Spiking rents, stagnant wages still forcing more people into homelessness
Despite this progress, our community still confronts a crisis caused by stagnant wages for low-income people, increasingly unaffordable housing costs, decades of federal disinvestment, racial bias, and the pain and trauma left by cycles of poverty.
Since 2015, rents in the Portland-area have risen 20 times faster than the median income, to more than $1,100 for a one-bedroom apartment. More than 18,000 people in Multnomah County rely on long-term federal disability checks that top out at $735.
High housing costs aren’t only pushing people into homelessness. They’re also making it more expensive to help people regain housing once they’ve lost it.
This year, even though we counted fewer people without shelter, the overall number count of neighbors who met the federal definition of homelessness -- meaning they slept outside, in emergency shelter or in transitional housing -- climbed to 4,177. That’s a nearly 10 percent increase since 2015.
That shows that even though more people have a safer place to sleep this year, our community must redouble its efforts to keep people from losing their homes or to quickly put them back into housing if they do.
The number of people considered chronically homeless or who reported disabling conditions climbed at a higher rate than the overall number of people experiencing homelessness. The number of unaccompanied youths 24 and younger also increased more sharply than the overall count, up to 300.

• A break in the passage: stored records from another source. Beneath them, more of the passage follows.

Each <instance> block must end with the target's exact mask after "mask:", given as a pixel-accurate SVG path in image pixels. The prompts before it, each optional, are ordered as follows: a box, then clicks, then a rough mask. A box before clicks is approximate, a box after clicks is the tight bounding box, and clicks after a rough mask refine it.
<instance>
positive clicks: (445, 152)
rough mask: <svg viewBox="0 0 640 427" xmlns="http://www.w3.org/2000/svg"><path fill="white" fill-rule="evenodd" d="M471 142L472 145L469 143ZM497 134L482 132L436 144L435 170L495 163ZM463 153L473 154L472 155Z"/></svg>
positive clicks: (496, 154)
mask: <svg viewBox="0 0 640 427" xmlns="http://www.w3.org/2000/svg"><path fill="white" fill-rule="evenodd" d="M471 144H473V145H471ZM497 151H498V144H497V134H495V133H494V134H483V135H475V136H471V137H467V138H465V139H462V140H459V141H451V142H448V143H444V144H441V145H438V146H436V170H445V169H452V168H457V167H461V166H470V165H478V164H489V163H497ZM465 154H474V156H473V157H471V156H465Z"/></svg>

Women and seniors continued to see their share of the overall homeless population grow. And more people, compared to 2015, also reported being homeless for two years or more. Providers continue to warn that it takes longer and longer for some people to find housing because of the market.

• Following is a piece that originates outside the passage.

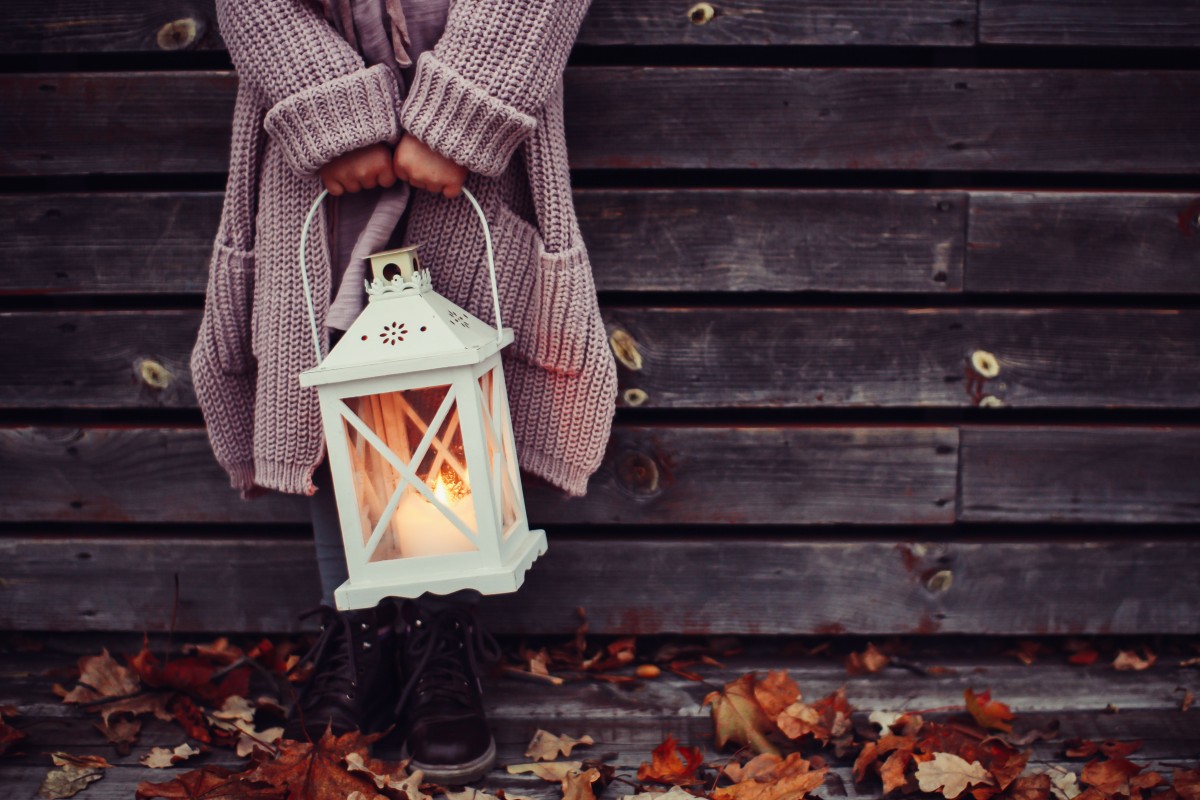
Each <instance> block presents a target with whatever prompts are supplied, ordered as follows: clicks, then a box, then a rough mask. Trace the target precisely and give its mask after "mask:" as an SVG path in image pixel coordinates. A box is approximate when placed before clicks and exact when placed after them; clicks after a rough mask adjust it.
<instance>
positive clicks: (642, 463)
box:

More milestones for the community’s work in A Home for Everyone
Those trends would almost certainly be more dire without our community’s work.
In 2014, community partners convened by the County and City agreed to create A Home for Everyone, our region’s first community-wide plan for tackling homelessness.
Last summer, the City and County each invested an additional $10 million in homelessness work and created the Joint Office of Homeless Services to align and manage that spending.
Last fiscal year, across all of A Home for Everyone’s partners, more than 25,600 people received some level of services -- the most ever. That includes a record 4,600 people returned to housing and more than 5,200 who received prevention services.
Data from the first nine months of this fiscal year, which ends June 30, shows A Home for Everyone is on track to meet its goals. Already, the number of people served in shelter has exceeded the total in all of the 2015-16 fiscal year. And partners who help with housing placements have helped hundreds more people than at the same point last fiscal year.
Data from the 2015 count helped shape A Home for Everyone’s goals and spending priorities. That’s one reason why partners invested more effort in working with veterans, domestic violence victims and communities of color over the past two years.
So far in the current fiscal year, service providers report that at least 67 percent of those receiving prevention assistance are people of color. Among people placed into housing, at least 62 percent are people of color.
Data from this year’s count will continue to guide strategies and funding allocations. Data from this year’s report will inform A Home for Everyone’s work to address chronic homelessness.
"This data shows our strategies are making a difference. But it also provides a sobering confirmation of what I see regularly in the emergency room" said Multnomah County Commissioner Sharon Meieran, an emergency room physician and a member of A Home for Everyone’s executive committee.
"People living on our streets are those who are vulnerable, including those who suffer from persistent mental and physical health challenges,” she said. “We must use this new data judiciously, to help us improve our systems and support for people who have nowhere else to turn."